Project

Due Monday December 10 at 11:59pm

Homework policies and submission instructions

To get started please consult the lecture notes (especially Lecture 23) and the textbook (especially sections 12.3 and 12.4).

Obtain the activities of daily life dataset from the UC Irvine machine learning website: https://archive.ics.uci.edu/ml/datasets/Dataset+for+ADL+Recognition+with+Wrist-worn+Accelerometer. Ignore any data that is in a MODEL folder.

Problem

Build a classifier that classifies the given files into the appropriate activity: 'Use_telephone', 'Standup_chair', 'Walk', 'Climb_stairs', 'Sitdown_chair', 'Brush_teeth', 'Comb_hair', 'Eat_soup', 'Pour_water', 'Descend_stairs', 'Eat_meat', 'Drink_glass', 'Getup_bed', 'Liedown_bed'.

The data items are the files themselves. The classifier you train will be able to take an activity file of arbitrary length and classify it with one of the activity labels. You might notice that each file is of a different length, which is why you will use vector quantization to turn each file into a fixed-length feature vector.

To obtain your classifier's features, you should use vector quantization, creating a histogram of cluster centers for each data item. You should use k-means clustering in order to construct the pattern vocabulary. You may use whichever multi-class classifier you wish.

Deliverables

Please hand in the following

  1. Report your total error rate and the class confusion matrix for your classifier.
  2. Then improve your classifier by (a) modifying the number of cluster centers in your k-means and (b) modifying the size of the fixed length samples that you use.
  3. Hand in your source code, your total error rate and class confusion matrix for your final classifier with an explanation of how you selected your parameters and why your chosen parameters performed well. Your explanation should not be sparse. For example, a one sentence explanation would be considered insufficient and will be graded as such. Instead, consider describing your experiments that you conducted to obtain your parameters, and why you believe that they are optimal with respect to the data and the operation of your classifier. Overall, we don't expect your explanation will be more than 1 page in length, though you're welcome to expand it further if you feel like doing so. Likewise, if you feel your explanation can be adequately represented in less than 1 page, then that is reasonable as well.

Submission guidelines

As part of your final submission, please submit two files:

  1. A pdf file with all of the above written deliverables and output deliverables (e.g. error rate and confusion matrix.)
  2. A compressed file that contains all of the source code used to complete the assignment.

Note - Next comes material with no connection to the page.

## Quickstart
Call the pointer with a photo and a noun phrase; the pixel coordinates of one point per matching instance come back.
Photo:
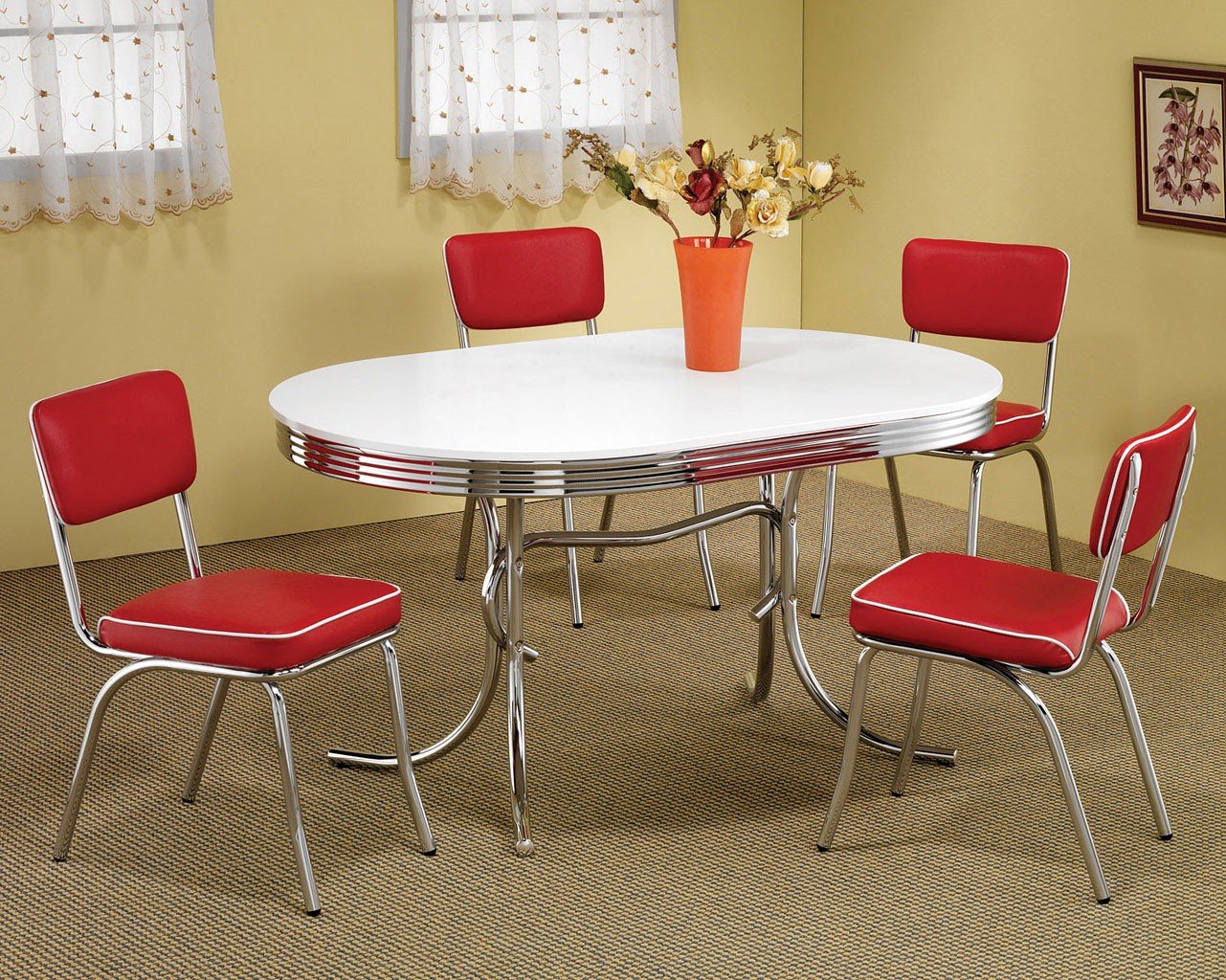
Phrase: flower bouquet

If you choose to present code inline in your pdf report (e.g. exporting a Jupyter notebook as pdf), then you should use clear titles to identify the parts of the report, so that it is immediately apparent where each deliverable is located. This additional note does not apply to those who choose to separate all code from all written report details.

Any infraction of the submission guidelines will be met with grading penalties.